À Kabanskaya, on nous apporte des fraises. On nous dit encore une fois que ce sont les premières de l’année : elles sont à peine mûres.

Comme le bateau le Platon, qui doit nous emporter de l’autre côté du Baïkal, ne quittera qu’après-demain Moïssovaya, dont nous ne sommes plus qu’à 78 verstes, rien ne nous presse, et nous décidons de passer la nuit à Kabanskaya. Au moment du dîner, Hane exhibe une foule de provisions que nos aimables hôtes de Verkné-Oudinsk lui avaient remises à notre insu.

La route devient très accidentée ; ce ne sont que montées et descentes, courtes, mais escarpées. Au bas d’une rampe fort raide, terminée par un pont, le périclodnoï de M. Chichmareff, lancé à fond de train, rase de trop près le parapet, long d’une centaine de mètres, qui borde la route. Le cheval de gauche, affolé, franchit ce parapet d’un bond et continue dans le fossé sa course folle. Comment le yemchtchik parvint-il à arrêter ses bêtes, sans verser, sans accrocher, sans rien casser ? C’est ce que ni M. Chichmareff ni Hane n’ont jamais pu comprendre.

À 6 verstes de Boïarskaya, nous nous arrêtons à quelques mètres du lac Baïkal. Nous éprouvons la même impression qu’au bord du lac Michigan. C’est une véritable mer. De petites vagues viennent l’une après l’autre couvrir les galets du rivage. À l’ouest, les côtes se dessinent vaguement ; au nord, on ne voit que de l’eau et toujours de l’eau. Des pêcheurs sont à 100 mètres de nous, ils tirent un filet.

Est-ce dû à l’altitude à laquelle il se trouve (534 m.) ou à l’absence de senteurs salines, ou simplement à la sensation étrange de me voir dans ces pays éloignés, j’éprouve sur les bords du lac Baïkal une impression bizarre, différente de celle que me produit la mer, et que je ne puis définir. Nous cueillons sur la rive de magnifiques myosotis : ne m’oubliez pas ! Comment oublierions-nous ce lac majestueux ?

Au moment où nous passons devant la prison de Boïarskaya, un convoi de galériens en sort ; il va dans la même direction que nous. Ce sont, paraît-il, des forçats qui ont fini leur temps en Sibérie orientale et qui seront internés à Irkoutsk ou à Krasnoyarsk.

Boïarskaya était autrefois le port d’embarquement et de débarquement. Maintenant les bateaux à vapeur s’arrêtent à 30 verstes d’ici, à Moïssovaya, qui a une rade plus profonde ; nous y arrivons à 2 heures. Cette dernière étape est la plus belle depuis Polovinnaya.

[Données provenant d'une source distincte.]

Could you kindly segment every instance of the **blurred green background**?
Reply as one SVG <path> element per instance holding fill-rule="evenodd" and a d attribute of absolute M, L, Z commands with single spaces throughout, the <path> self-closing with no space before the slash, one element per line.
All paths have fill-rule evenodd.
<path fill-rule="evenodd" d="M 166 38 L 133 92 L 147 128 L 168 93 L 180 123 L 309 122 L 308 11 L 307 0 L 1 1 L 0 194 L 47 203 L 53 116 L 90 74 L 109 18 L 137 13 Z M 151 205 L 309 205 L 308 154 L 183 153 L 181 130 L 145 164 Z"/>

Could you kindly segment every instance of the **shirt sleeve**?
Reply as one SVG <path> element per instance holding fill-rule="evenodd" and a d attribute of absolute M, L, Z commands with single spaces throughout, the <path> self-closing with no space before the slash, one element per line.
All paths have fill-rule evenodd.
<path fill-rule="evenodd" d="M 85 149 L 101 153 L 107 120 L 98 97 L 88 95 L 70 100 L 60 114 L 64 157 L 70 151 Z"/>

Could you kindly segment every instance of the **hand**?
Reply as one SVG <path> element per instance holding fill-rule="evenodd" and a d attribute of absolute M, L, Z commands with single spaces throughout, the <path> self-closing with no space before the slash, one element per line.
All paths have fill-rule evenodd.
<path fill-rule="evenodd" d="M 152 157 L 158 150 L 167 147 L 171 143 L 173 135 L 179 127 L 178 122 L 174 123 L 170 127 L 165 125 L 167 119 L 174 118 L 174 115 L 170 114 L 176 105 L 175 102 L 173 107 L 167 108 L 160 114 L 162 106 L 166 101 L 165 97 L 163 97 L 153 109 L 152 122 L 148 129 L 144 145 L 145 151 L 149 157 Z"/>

En somme, dans la Transbaïkalie, nous avons, depuis Stretinsk, fait 1037 verstes, changé 41 fois de chevaux sans éprouver une seule minute de retard. Nous n’avons eu qu’à nous louer de la politesse et de l’empressement des smotritiels, de l’habileté des yemchtchiks et de la rapidité des chevaux. Il s’est trouvé un cocher ivre, mais c’était en dehors de la route de poste.

Le Baïkal est le plus grand lac d’eau douce de la Sibérie. Il a 660 kilomètres de longueur sur une largeur qui varie de 40 à 100 kilomètres. Sa plus grande profondeur est de 1 200 mètres, mais les Sibériens prétendent qu’on n’a jamais pu en trouver le fond. Il ne possède qu’une île importante, l’île Olehone, qui a 54 verstes de longueur. On y pêche des poissons qui, tels que l’omoule, lui sont particuliers. Il y a également des phoques. Un certain nombre de rivières lui apportent le tribut de leurs eaux ; quelques-unes ont un assez gros volume. La plus importante est la Sélenga, qui prend sa source au nord de la Mongolie, à plus de 1 200 kilomètres de son embouchure.

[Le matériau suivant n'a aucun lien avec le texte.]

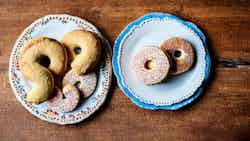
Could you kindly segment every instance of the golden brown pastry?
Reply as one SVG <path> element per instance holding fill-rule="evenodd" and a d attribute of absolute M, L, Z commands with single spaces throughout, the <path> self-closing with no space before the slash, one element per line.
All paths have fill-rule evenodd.
<path fill-rule="evenodd" d="M 73 30 L 61 40 L 69 52 L 71 67 L 77 74 L 93 69 L 101 55 L 101 43 L 97 36 L 86 30 Z"/>
<path fill-rule="evenodd" d="M 39 104 L 52 95 L 53 74 L 65 72 L 66 55 L 65 48 L 59 42 L 46 37 L 31 39 L 24 45 L 19 65 L 24 77 L 32 82 L 27 101 Z M 45 64 L 44 60 L 47 60 Z"/>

Des vapeurs transportent les voyageurs, trois fois par semaine, de Moïssovaya à Listvinitchnaya, sur la côte ouest. C’est une distance de 75 verstes, que l’on met par beau temps 6 heures à franchir ; mais sur le Baïkal s’élèvent quelquefois des tempêtes terribles. L’hiver on passe en traîneau sur la glace. Comme les mêmes chevaux ne pourraient faire un aussi long trajet, on installe une station à moitié chemin. Au moment où le lac commence à geler, ainsi qu’au moment où la glace devient trop faible pour supporter le poids des voitures, il arrive souvent des accidents. L’établissement de la navigation à vapeur sur le lac Baïkal remonte à l’année 1844.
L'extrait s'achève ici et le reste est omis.